Somewhat. I was amazed and not slightly cynical when I first came upon this story on Search Engine Land. But as most territorial disputes go, it’s not that simple. In this case, a Nicaraguan Commander Eden Pastora was quoted in La Nacion as using the discrepancy shown in the Google Map (correct boundaries shown by Bing) as a justification. But the key word there is “justification”– As in, this is a long, long running dispute, and this is just one kink in the chain:

Meanwhile in the last week or so, ccording to the Miami Herald, Nicaraguan troops have crossed into land that belongs to Costa Rica– who “claims that Nicaragua’s efforts to dredge the San Juan River, a Nicaraguan waterway that parallels the border between the two countries, has ‘flagrantly” crossed into Costa Rican territory.” They have further claimed that “the dredging has caused environmental damage,” saying that “Costa Rica is not trying to change the current delineation of the border, or to take over any part of the river that belongs exclusively to Nicaragua. “But that doesn’t mean that Costa Rica will allow Nicaragua to incur on its territory. … We will not accept unilateral changes of the boundary.” Further according to AP, “Nicaragua’s ambassador, Denis Moncada, said [Costa Rican foreign minister] Castro’s allegations were “out of line [and that] “Nicaragua will continue to exercise its sovereignty and defense, the cleanup of the San Juan River and the fight against drug trafficking on our border.”

Google has also put up their own response to the topic– basically saying that it’s the fault of the US Department of State, from whom they received the particular map. Meanwhile, really nicely put together is the Ogle (which is “Charting the effect of neogeographical tools like Google Earth on science and society”) post on the same topic. It presents the story using some older maps and mentions a very interesting point by Nicaragua’s President Ortega about how a border that is delineated by a river can be interpreted– is it always the course of the river, which can dwindle over time?

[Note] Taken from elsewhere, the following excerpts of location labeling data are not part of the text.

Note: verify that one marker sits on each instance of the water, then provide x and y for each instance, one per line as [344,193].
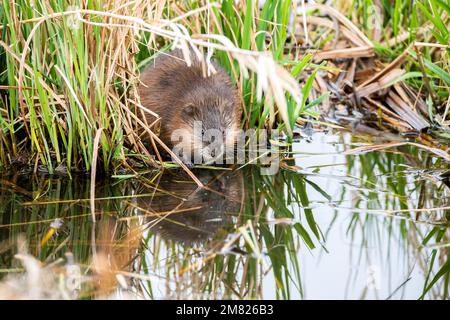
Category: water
[327,226]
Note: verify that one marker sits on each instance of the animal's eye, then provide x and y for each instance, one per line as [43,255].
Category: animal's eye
[189,110]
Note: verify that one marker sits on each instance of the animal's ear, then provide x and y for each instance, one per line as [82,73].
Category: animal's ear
[189,110]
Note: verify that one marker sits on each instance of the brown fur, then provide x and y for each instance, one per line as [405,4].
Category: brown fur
[181,95]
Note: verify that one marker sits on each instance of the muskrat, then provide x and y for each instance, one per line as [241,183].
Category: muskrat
[192,107]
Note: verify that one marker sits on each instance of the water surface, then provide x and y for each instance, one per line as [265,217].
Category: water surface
[327,226]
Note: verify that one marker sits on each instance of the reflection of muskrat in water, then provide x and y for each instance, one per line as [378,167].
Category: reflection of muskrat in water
[181,95]
[185,213]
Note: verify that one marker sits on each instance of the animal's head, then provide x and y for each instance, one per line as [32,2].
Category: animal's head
[209,127]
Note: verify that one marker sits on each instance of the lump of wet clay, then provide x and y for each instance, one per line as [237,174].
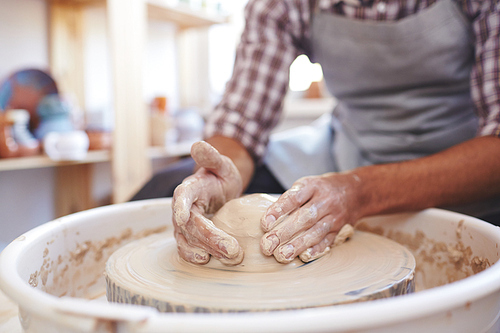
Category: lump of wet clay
[240,218]
[150,272]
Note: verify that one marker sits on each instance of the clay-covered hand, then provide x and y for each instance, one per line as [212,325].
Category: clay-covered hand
[215,182]
[306,219]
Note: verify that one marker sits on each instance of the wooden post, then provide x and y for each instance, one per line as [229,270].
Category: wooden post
[130,163]
[72,183]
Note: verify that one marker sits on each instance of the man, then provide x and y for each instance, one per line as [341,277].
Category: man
[416,126]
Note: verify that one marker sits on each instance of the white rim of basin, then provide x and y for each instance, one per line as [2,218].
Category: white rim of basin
[348,316]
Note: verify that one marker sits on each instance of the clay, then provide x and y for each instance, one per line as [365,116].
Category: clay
[240,218]
[150,272]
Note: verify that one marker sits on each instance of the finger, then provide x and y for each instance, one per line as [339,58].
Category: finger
[307,239]
[319,249]
[324,246]
[202,232]
[289,201]
[300,220]
[189,253]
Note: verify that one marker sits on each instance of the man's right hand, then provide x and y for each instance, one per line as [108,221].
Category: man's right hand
[215,182]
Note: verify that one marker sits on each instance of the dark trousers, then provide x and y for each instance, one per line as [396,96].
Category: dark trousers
[164,183]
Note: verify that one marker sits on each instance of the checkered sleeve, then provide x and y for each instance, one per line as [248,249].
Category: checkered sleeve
[485,76]
[251,104]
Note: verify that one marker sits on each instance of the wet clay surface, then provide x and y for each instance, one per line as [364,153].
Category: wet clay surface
[150,272]
[438,263]
[65,273]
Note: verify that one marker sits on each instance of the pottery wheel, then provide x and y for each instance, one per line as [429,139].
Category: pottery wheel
[150,272]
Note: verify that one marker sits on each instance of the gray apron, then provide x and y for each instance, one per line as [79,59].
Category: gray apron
[403,89]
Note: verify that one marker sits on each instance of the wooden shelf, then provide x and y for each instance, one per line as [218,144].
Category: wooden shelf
[42,161]
[182,15]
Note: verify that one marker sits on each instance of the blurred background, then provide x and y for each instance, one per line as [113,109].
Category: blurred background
[125,86]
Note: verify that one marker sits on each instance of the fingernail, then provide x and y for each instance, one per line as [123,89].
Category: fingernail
[306,256]
[269,221]
[270,243]
[287,251]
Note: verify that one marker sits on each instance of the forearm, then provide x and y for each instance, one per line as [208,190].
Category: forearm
[237,153]
[462,174]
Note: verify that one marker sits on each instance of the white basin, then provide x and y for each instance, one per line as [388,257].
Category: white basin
[55,274]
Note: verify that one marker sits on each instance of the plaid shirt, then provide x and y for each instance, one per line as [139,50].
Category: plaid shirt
[277,31]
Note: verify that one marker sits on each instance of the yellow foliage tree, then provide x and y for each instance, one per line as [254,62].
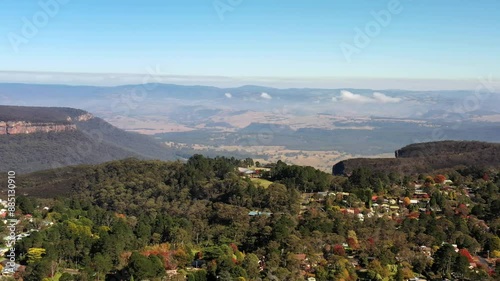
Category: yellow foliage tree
[35,254]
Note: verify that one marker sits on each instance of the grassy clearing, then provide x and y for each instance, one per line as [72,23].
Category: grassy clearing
[262,182]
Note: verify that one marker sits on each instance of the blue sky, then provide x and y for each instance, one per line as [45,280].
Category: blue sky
[427,39]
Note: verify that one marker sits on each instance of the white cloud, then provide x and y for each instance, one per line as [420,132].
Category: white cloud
[346,96]
[266,96]
[382,98]
[351,97]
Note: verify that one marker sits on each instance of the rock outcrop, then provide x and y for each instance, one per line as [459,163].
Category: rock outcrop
[22,127]
[428,157]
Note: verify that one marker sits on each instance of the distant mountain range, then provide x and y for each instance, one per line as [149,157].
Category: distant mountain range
[38,138]
[301,122]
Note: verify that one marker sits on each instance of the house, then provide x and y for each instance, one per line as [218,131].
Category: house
[259,213]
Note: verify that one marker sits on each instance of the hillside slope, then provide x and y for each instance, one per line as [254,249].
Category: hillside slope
[86,140]
[427,157]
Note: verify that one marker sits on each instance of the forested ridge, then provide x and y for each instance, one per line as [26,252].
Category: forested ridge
[202,220]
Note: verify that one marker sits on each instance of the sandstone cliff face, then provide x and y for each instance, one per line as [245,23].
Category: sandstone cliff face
[21,127]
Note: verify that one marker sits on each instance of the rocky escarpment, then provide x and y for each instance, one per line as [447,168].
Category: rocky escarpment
[22,127]
[29,120]
[428,157]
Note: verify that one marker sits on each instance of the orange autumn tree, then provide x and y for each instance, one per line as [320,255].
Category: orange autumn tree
[439,179]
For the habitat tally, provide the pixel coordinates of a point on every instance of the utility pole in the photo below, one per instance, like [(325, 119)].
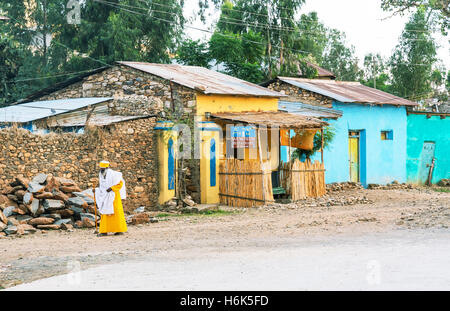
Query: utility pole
[(44, 32)]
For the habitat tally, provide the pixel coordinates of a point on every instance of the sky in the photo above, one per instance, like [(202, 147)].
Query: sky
[(361, 20)]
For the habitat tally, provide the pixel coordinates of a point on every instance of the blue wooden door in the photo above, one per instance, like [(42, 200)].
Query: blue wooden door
[(171, 164), (425, 161)]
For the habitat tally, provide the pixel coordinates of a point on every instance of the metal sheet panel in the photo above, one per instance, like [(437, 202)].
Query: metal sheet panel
[(309, 110), (42, 109), (203, 80), (347, 92)]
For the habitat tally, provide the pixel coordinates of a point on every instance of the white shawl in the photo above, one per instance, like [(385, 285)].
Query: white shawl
[(104, 199)]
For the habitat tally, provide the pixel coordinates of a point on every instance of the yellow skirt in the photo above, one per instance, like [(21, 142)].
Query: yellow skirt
[(115, 222)]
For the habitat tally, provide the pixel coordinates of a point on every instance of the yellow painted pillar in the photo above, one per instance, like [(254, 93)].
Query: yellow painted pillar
[(166, 161), (209, 162)]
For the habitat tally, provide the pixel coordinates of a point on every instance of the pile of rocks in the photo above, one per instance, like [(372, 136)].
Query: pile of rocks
[(392, 186), (44, 203), (324, 201), (336, 187), (444, 182), (175, 204)]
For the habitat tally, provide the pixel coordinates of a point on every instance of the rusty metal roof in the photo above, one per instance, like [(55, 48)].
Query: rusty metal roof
[(31, 111), (309, 110), (347, 92), (271, 119), (101, 120), (203, 80)]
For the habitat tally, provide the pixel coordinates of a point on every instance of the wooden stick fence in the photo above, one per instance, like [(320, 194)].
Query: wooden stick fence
[(245, 183), (303, 179)]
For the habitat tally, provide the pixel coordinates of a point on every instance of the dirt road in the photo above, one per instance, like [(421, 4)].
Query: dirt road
[(403, 212)]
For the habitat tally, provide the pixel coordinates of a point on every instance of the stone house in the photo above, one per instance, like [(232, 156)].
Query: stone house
[(147, 92), (144, 103)]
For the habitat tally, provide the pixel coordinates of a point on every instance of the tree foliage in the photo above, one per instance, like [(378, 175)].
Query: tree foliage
[(413, 59), (110, 30)]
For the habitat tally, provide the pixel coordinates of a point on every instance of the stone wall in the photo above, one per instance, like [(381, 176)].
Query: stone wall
[(135, 92), (297, 94), (139, 93), (127, 145)]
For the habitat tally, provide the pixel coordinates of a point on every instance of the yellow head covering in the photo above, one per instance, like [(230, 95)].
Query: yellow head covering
[(104, 164)]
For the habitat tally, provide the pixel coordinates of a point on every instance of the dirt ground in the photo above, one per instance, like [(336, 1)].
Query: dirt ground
[(27, 258)]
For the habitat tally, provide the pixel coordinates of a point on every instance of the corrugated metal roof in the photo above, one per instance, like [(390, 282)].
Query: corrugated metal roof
[(309, 110), (272, 118), (31, 111), (347, 92), (321, 72), (203, 80), (102, 120)]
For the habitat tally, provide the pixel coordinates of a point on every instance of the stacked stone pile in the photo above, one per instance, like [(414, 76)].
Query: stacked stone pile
[(444, 182), (336, 187), (44, 203), (392, 186)]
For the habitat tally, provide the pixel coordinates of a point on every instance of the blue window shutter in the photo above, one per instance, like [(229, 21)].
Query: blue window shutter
[(171, 163), (212, 164)]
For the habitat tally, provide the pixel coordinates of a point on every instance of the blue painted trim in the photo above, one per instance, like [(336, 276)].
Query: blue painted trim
[(171, 164), (212, 163)]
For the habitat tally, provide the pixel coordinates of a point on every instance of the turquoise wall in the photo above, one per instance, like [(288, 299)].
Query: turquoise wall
[(420, 130), (381, 161)]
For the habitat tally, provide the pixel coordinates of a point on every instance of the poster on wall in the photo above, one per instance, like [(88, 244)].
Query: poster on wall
[(243, 136)]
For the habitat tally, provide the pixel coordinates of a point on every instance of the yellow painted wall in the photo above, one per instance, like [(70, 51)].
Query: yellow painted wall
[(222, 103)]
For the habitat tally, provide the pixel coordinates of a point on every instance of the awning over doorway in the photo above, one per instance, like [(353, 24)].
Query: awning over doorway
[(272, 119)]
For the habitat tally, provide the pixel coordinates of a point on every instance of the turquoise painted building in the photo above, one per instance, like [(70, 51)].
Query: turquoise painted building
[(370, 137), (428, 138)]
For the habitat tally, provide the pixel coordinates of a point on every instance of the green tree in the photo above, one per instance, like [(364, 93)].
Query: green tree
[(339, 58), (375, 73), (413, 59), (439, 8), (273, 22), (193, 53), (328, 135), (11, 59), (110, 30)]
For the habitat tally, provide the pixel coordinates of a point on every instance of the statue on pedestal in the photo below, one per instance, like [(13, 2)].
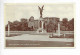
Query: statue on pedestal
[(41, 10)]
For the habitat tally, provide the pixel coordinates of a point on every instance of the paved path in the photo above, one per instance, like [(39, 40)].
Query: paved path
[(39, 38)]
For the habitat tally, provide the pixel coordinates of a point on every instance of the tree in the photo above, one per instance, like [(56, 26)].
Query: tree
[(71, 25), (65, 23), (24, 24)]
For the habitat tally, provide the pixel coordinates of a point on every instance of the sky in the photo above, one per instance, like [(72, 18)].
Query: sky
[(17, 11)]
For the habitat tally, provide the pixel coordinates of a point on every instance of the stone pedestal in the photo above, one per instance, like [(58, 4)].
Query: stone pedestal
[(8, 30), (59, 29)]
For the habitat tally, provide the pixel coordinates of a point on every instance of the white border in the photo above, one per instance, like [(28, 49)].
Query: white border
[(54, 51)]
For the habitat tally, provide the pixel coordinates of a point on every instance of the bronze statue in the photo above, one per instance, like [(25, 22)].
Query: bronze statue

Or is it the originally established boundary of the river, which can then become dry land still controlled by the original owners.
I’m voting for borders set by coordinate systems– but I guess the whole problem is that these things aren’t being set today, they were set by people who didn’t foresee such issues as rivers drying up, and we’re left to deal with the problems!  And this time we can’t even turn to satellite imagery for help!